Things You Might Have Missed 2012: Swans – The Seer

There is a special emphasis in music when musicians play it. No, not the kind of people who use the sonic alphabet to express themselves – there’s too many of those useless, selfish sorts around – but the gentle, raw and elegantly primordial specimen who is happy to be a tool for their own inspiration.

Music is not an entity, but an ambition: it lives because we do, but we still can’t reach it. Instead Michael Gira is one of the elected few who get as close as possible to the purity of art while remaining loyal to the tragically humane.

According to the man himself, it took Swans 30 years to write the album: three long decades to finalise the path of contemporary music into rock and give the likes of Steve Reich and Stockhausen a proper locus within popular music. It is true: krautrock and the most daring strains of pop have already attempted to absorb avant-garde into their sound, but never in this way. There is no brainy reference to modern composition or resorting to ridiculous overtone frequencies just for the sake of it, simply because contemporary music is not the subject of the research, but it does play an active role in defining the album.

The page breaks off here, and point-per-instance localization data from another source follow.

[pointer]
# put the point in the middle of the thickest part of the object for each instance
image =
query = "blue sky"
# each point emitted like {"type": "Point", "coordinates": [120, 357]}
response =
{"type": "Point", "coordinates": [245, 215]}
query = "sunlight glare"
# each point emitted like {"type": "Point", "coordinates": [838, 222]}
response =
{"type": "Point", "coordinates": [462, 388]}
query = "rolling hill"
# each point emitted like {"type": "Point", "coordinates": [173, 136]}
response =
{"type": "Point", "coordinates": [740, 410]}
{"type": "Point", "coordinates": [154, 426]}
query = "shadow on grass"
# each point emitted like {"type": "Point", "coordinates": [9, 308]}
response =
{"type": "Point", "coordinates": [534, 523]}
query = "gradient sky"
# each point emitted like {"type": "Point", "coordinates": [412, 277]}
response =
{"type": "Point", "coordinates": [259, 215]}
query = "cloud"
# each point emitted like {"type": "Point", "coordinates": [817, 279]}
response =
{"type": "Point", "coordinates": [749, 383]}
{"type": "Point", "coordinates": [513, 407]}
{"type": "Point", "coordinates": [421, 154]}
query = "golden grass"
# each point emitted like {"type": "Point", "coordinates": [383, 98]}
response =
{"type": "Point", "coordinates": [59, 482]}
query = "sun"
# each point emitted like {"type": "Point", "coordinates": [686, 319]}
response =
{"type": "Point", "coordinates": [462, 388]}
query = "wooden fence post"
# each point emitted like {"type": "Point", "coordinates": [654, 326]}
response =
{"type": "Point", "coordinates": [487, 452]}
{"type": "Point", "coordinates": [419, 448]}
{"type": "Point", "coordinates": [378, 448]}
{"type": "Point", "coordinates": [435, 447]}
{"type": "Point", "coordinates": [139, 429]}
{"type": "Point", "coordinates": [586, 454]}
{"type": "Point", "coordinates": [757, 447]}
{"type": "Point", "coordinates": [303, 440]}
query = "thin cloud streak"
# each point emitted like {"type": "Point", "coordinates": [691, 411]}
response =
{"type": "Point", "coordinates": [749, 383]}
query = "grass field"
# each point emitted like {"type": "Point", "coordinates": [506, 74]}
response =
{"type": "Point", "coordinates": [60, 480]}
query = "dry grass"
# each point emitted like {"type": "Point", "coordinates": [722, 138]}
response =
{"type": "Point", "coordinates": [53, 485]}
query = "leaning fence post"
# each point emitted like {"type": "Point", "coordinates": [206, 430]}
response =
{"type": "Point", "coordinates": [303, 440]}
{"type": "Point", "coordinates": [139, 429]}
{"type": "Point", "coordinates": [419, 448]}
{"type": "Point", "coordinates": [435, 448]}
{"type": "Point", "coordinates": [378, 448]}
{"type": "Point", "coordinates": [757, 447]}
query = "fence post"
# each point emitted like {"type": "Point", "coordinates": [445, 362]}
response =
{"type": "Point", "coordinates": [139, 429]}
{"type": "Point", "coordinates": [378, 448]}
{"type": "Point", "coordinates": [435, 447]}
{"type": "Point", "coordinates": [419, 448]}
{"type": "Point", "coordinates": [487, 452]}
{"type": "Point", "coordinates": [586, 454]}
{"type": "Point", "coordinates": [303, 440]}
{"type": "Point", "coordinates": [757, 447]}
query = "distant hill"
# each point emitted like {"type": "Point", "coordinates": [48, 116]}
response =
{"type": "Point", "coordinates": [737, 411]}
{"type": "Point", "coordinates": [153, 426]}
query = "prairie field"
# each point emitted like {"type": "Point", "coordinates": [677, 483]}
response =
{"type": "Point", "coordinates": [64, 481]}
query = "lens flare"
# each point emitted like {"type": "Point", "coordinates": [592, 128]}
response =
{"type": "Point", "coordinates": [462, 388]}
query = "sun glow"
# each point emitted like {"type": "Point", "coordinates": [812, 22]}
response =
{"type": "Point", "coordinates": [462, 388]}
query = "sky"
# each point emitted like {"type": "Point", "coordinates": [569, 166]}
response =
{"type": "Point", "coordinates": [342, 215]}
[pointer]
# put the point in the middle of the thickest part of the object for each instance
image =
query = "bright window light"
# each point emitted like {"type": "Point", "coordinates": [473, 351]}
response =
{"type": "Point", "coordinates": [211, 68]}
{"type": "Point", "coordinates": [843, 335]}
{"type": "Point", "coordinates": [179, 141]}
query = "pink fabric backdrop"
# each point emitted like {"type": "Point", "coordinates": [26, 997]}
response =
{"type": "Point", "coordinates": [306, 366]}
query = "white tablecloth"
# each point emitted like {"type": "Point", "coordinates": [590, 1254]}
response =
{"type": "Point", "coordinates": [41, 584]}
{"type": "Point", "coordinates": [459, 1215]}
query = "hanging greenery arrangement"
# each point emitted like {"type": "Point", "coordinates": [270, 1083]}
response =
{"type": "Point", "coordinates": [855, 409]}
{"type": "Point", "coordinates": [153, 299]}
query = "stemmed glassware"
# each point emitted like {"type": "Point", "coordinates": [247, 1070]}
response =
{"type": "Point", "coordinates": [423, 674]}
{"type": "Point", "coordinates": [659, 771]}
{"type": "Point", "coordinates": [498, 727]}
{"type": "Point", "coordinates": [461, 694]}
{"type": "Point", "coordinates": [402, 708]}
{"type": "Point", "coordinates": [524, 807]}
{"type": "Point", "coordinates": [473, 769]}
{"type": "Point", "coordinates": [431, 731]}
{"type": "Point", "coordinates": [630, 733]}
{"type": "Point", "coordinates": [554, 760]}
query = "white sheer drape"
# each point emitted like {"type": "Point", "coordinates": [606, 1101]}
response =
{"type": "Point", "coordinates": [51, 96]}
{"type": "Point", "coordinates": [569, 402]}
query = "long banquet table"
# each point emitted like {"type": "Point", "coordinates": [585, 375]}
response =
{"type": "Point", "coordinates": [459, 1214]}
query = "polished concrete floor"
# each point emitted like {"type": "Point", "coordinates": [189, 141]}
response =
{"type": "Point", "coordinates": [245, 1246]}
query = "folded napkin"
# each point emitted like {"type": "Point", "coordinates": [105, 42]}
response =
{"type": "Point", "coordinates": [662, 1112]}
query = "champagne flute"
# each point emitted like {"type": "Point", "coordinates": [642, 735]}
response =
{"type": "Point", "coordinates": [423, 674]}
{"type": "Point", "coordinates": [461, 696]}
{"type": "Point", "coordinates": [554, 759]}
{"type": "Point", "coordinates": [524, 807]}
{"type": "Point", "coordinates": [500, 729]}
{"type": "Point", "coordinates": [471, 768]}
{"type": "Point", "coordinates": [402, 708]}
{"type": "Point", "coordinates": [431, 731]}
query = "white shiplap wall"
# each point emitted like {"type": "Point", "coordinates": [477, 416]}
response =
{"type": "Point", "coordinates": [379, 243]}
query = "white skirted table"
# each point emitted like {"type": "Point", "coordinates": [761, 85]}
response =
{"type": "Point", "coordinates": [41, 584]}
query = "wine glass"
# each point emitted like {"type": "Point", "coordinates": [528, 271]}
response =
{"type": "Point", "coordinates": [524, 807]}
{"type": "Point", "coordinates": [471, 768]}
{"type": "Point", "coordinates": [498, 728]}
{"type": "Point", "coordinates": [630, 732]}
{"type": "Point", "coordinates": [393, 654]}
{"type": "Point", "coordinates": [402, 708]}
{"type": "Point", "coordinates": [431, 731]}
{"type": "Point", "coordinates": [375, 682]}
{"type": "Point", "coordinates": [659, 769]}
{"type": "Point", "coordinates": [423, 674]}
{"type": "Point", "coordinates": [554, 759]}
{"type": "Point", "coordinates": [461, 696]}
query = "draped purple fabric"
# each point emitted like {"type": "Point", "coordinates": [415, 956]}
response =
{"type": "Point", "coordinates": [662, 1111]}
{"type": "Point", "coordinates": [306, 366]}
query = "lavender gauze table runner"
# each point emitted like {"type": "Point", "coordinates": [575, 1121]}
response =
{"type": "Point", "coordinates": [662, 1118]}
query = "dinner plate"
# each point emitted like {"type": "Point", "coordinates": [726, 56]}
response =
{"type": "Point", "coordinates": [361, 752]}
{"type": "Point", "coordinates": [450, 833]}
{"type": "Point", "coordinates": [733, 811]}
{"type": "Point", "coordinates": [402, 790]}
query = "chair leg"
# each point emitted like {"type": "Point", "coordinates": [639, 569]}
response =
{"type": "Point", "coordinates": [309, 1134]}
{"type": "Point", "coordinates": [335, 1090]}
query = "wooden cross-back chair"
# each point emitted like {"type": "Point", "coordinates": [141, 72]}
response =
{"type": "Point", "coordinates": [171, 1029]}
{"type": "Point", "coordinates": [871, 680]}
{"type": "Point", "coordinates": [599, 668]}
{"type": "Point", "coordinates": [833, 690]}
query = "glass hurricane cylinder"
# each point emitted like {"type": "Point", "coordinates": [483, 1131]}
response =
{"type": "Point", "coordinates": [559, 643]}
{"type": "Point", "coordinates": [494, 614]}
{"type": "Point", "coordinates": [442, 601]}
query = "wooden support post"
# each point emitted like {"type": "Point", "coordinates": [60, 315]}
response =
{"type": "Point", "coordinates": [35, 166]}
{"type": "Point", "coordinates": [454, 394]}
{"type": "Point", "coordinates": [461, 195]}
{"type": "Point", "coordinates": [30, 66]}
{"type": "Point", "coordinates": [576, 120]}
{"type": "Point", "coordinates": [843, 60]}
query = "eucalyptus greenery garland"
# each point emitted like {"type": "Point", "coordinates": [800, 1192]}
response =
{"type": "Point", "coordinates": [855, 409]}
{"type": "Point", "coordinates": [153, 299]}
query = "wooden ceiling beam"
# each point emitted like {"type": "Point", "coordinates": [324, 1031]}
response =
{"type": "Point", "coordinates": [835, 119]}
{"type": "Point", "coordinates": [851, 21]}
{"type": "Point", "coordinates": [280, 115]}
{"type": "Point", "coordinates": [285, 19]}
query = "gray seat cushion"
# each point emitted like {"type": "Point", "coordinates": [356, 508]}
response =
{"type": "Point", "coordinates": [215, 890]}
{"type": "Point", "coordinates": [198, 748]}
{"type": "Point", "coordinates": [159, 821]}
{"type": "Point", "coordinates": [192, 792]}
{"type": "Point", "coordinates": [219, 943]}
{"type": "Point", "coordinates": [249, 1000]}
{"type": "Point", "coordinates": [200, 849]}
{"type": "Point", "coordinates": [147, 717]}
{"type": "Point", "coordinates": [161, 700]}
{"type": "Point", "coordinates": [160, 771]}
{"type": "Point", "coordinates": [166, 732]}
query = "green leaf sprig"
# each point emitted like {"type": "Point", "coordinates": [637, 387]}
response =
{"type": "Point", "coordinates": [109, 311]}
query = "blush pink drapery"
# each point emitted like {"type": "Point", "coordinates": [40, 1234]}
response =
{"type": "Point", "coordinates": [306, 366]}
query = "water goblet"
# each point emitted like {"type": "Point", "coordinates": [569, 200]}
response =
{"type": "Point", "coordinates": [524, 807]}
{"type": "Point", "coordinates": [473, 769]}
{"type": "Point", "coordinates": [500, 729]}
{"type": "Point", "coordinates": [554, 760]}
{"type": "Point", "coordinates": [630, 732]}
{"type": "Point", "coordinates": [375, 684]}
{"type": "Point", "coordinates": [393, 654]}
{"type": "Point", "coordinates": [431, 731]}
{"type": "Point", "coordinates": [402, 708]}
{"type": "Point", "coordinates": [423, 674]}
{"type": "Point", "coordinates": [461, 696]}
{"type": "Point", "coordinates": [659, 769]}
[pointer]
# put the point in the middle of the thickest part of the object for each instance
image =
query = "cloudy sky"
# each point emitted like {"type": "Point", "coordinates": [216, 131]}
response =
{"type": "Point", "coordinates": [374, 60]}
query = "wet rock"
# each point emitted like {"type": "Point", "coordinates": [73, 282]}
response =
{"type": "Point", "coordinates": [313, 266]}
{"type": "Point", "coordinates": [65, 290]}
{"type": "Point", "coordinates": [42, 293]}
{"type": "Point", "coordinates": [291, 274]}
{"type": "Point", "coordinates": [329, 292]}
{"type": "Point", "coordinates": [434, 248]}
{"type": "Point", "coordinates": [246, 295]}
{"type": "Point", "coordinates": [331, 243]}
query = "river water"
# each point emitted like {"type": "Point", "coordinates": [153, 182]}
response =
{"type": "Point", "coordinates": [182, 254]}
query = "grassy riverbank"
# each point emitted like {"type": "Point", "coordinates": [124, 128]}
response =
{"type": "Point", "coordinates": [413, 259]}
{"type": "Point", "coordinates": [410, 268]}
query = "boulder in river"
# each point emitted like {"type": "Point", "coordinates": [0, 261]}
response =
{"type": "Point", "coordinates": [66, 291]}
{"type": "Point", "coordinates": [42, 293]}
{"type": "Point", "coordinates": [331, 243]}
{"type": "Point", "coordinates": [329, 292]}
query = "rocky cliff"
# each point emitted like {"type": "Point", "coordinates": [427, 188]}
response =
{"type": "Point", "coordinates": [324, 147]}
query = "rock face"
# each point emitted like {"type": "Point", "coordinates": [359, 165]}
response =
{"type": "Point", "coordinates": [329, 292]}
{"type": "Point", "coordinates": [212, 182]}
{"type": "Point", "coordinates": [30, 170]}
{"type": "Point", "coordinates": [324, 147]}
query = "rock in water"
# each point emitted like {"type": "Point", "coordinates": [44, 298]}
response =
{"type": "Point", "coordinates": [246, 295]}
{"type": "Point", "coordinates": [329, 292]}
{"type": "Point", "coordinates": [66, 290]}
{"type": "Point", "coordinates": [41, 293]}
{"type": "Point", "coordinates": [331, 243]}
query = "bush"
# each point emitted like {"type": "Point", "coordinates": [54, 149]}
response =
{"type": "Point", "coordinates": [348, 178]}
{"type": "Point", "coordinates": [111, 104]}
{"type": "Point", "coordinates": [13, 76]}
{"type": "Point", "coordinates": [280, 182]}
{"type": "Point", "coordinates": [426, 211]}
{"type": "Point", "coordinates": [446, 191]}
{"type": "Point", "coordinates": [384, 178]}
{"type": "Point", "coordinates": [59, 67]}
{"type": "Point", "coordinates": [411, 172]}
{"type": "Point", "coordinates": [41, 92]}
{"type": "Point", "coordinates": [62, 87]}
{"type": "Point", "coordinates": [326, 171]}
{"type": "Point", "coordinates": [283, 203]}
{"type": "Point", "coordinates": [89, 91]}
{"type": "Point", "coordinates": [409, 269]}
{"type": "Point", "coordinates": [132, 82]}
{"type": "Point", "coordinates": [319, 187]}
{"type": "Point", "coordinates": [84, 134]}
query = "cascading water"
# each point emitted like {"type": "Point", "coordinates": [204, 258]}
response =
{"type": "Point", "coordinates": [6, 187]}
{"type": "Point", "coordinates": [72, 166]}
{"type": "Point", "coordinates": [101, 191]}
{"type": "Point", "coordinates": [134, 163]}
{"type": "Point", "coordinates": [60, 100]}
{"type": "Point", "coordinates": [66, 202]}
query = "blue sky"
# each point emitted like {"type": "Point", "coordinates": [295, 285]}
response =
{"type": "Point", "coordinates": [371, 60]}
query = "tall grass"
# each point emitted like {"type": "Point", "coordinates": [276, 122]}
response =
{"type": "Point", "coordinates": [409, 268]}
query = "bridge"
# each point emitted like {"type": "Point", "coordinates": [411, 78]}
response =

The Seer is defined by its minimal approach to music. The core of the title-track, for example, is a mantric sequence of, well, two chords going on for, well, 32 minutes. But, whoever thinks in terms of quantity should skip the whole Swans discography altogether and look for something else, because the substance of The Seer has got a specific weight that is measured in dynamic terms, in relation with its legacy and not as a manufactured product for mass consumption. “Lunacy”, “93 Ave. B Blues” or the epic crescendo in “Avatar” have simply nothing to do with modern music but, at the same time, future productions will inevitably come to terms with The Seer in more than just one way.

The Seer is deprived of that sense of apparent normality, which was proper of its predecessor, My Father Will Guide Me Up a Rope To the Sky. That album introduced a new band to the world: one that was toying with new ideas and visions while trying to develop a credible follow-up to the marvellously sketchy Soundtrack For The Blind. Noises, drones and repetitions are elegantly mixed in tracks apparently as far apart as “Mother Of The World” and “A Piece Of The Sky” which share a psychedelic take on music albeit from completely different angles. “Song For A Warrior” shows a third way to music: one that restrains the violent fits of a band devoted to deconstruction, and lets the feelings flow into what becomes the most accessible track Gira and co. have ever written. The fact that it is sung by the usually unpredictable Karen O (Yeah Yeah Yeahs) adds a healthy dose of wise madness to the mixture.

The Seer challenges the monochromatism of mainstream music by offering a spectre of possibilities and colours to the business. The result is an album with a number of apparent contradictions, that somehow ends up building a mastodontic [hey, he’s making up words, but I can’t use “samey”??? Bogus!Steel Druhm] and dramatic masterpiece. Two hours worth of music and the record could start again straight away. Because every single note on this album seems to dilute the sound and its space. Because art doesn’t get much pure than this.